There are a number of 3D printing technologies that use different material and techniques to arrive at the same end result.
The most common system is Fused Deposition Modeling (FDM), which uses a plastic filament or metal wire. The filament is typically ABS plastic (the same type used in black plumbing pipes) and polycarbonate (the hard clear plastic used in plastic water-bottles and car headlights).
Other systems include Granular Material Binding, which uses selective laser sintering to produce plastic and metal items, and Electron Beam Melting (EBM), used for products made of metal alloys. Photo-polymerization uses a liquid polymer (plastic) that is manipulated with a Digital Light Processing (DLP) projector.
On the novelty end of the scale there is also the CandyFab machine, which uses hot air and granulated sugar to print food grade art objects.

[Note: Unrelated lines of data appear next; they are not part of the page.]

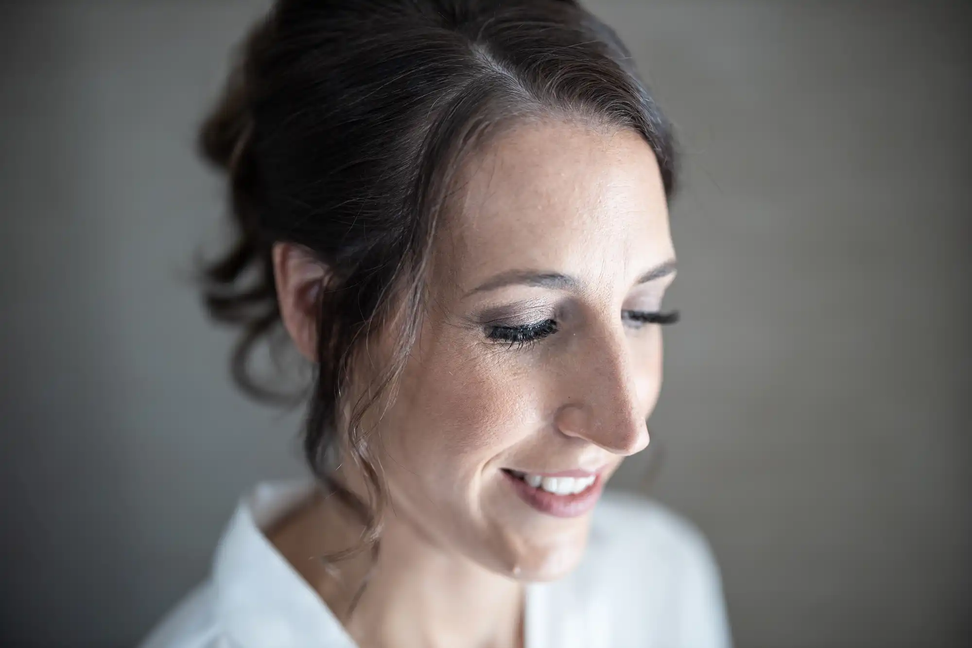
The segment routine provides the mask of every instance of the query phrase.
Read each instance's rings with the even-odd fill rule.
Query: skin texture
[[[458,196],[419,343],[398,398],[371,421],[392,506],[372,580],[346,623],[363,646],[520,645],[521,583],[570,571],[590,514],[539,513],[501,469],[608,476],[647,445],[661,386],[660,327],[622,312],[661,310],[674,278],[661,176],[640,135],[523,123],[470,158]],[[309,305],[326,270],[289,244],[274,262],[285,324],[313,358]],[[661,276],[638,283],[656,269]],[[510,270],[574,282],[474,290]],[[490,326],[545,319],[557,331],[522,347],[488,338]],[[379,361],[383,348],[372,349]],[[317,499],[270,535],[340,615],[366,558],[337,577],[310,558],[353,544],[353,522]]]

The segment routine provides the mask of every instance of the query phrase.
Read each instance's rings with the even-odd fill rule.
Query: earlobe
[[[317,301],[328,269],[310,250],[295,243],[274,243],[272,256],[284,327],[300,354],[316,362]]]

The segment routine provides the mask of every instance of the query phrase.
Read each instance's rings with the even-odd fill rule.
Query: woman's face
[[[582,554],[604,482],[648,443],[662,379],[651,319],[675,274],[662,180],[633,131],[532,123],[463,181],[420,341],[378,423],[388,510],[442,551],[557,578]]]

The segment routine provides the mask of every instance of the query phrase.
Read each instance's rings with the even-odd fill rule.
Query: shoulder
[[[233,648],[217,621],[212,582],[186,594],[138,648]]]
[[[658,502],[605,493],[574,587],[601,593],[622,645],[731,645],[718,566],[706,537]]]

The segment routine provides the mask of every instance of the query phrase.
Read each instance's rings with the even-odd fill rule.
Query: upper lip
[[[556,472],[542,472],[536,470],[517,470],[515,468],[504,468],[503,470],[508,470],[513,473],[521,473],[524,475],[539,475],[540,477],[595,477],[600,475],[605,471],[607,465],[595,468],[594,470],[581,470],[580,468],[573,468],[572,470],[560,470]]]

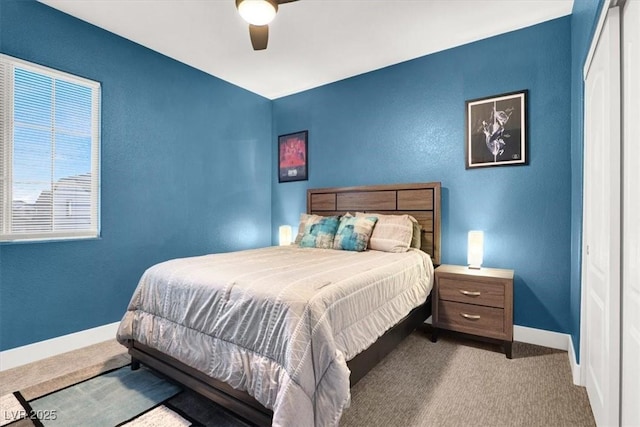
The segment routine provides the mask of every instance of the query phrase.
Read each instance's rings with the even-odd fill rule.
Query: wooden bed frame
[[[307,190],[307,213],[342,215],[346,212],[410,214],[421,225],[422,250],[440,264],[440,183],[336,187]],[[431,296],[367,350],[347,362],[351,386],[357,383],[406,336],[431,315]],[[244,391],[211,378],[184,363],[137,341],[130,341],[131,368],[140,363],[202,394],[260,426],[271,425],[273,412]]]

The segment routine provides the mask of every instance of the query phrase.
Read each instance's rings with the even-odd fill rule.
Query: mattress
[[[346,361],[422,304],[429,255],[277,246],[174,259],[140,279],[117,338],[136,340],[273,410],[337,425]]]

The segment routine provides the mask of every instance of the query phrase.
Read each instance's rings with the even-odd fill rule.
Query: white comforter
[[[117,338],[135,339],[273,409],[278,426],[337,425],[346,361],[431,290],[424,252],[279,246],[149,268]]]

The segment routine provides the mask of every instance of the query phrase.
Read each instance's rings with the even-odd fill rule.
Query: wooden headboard
[[[412,215],[422,227],[422,250],[440,264],[440,183],[367,185],[307,190],[307,213],[377,212]]]

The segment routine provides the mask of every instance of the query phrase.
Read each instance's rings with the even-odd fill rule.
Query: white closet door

For advanced hobbyists there is the Replicating Rapid Prototyper (RepRap) machine — an open-source software based 3D printer that can print most of its own components. Kits to build these types of printers are down to around the $500 level.

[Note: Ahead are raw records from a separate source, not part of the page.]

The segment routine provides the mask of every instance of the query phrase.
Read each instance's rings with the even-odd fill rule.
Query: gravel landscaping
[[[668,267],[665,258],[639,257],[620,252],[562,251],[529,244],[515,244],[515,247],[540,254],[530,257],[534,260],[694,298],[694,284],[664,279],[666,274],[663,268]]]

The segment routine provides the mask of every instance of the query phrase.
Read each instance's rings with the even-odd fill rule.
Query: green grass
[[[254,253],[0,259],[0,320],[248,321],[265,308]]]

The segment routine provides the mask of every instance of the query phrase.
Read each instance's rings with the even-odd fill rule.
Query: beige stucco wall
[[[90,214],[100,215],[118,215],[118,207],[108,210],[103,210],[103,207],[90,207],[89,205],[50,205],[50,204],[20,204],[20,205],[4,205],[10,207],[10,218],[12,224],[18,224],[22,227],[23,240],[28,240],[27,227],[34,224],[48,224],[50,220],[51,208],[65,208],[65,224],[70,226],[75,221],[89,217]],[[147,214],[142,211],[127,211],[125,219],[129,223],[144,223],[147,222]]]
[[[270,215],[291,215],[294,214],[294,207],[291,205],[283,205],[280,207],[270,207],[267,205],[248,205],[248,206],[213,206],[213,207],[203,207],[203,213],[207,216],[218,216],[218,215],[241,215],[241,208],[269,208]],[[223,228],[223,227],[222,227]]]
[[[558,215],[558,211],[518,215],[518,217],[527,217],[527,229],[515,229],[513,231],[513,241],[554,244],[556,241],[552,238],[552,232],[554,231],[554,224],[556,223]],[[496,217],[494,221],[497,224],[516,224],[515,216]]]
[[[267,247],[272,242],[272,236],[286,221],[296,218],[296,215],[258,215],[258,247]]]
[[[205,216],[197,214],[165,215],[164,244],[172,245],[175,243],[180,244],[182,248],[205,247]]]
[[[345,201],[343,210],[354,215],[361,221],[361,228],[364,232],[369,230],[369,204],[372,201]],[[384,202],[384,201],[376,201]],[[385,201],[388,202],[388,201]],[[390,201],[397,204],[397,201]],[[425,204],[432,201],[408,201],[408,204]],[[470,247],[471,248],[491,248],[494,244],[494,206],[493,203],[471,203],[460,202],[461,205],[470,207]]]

The Internet propels the business and hobbyist sides of this technology. Web sites such as thingverse.com share digital designs for 3D printers.
This technology can be used to design and make almost any object, allowing for the creation of complex products without the expensive industrial infrastructure and scientific equipment normally required. It undermines economies of scale and many other established business models and practices by making it easy for anyone to produce simple items almost anywhere, including at home.
Items can also be printed by contract manufacturers, which would have much higher-end printers available than a home user. Send the STL file to them over the Internet and they produce the part and ship it back.
Biotechnology firms and academics are also studying the possibilities this technology offers for body tissues, organs and body part production. Custom made replacement parts such as artificial hips and other joints could conceivably be quickly and cheaply produced.
While there are still many limits to what can be printed there is a lot of research into printing far more complex items such as functioning circuit boards.
The ramifications are wide reaching and, in the wrong hands, downright scary.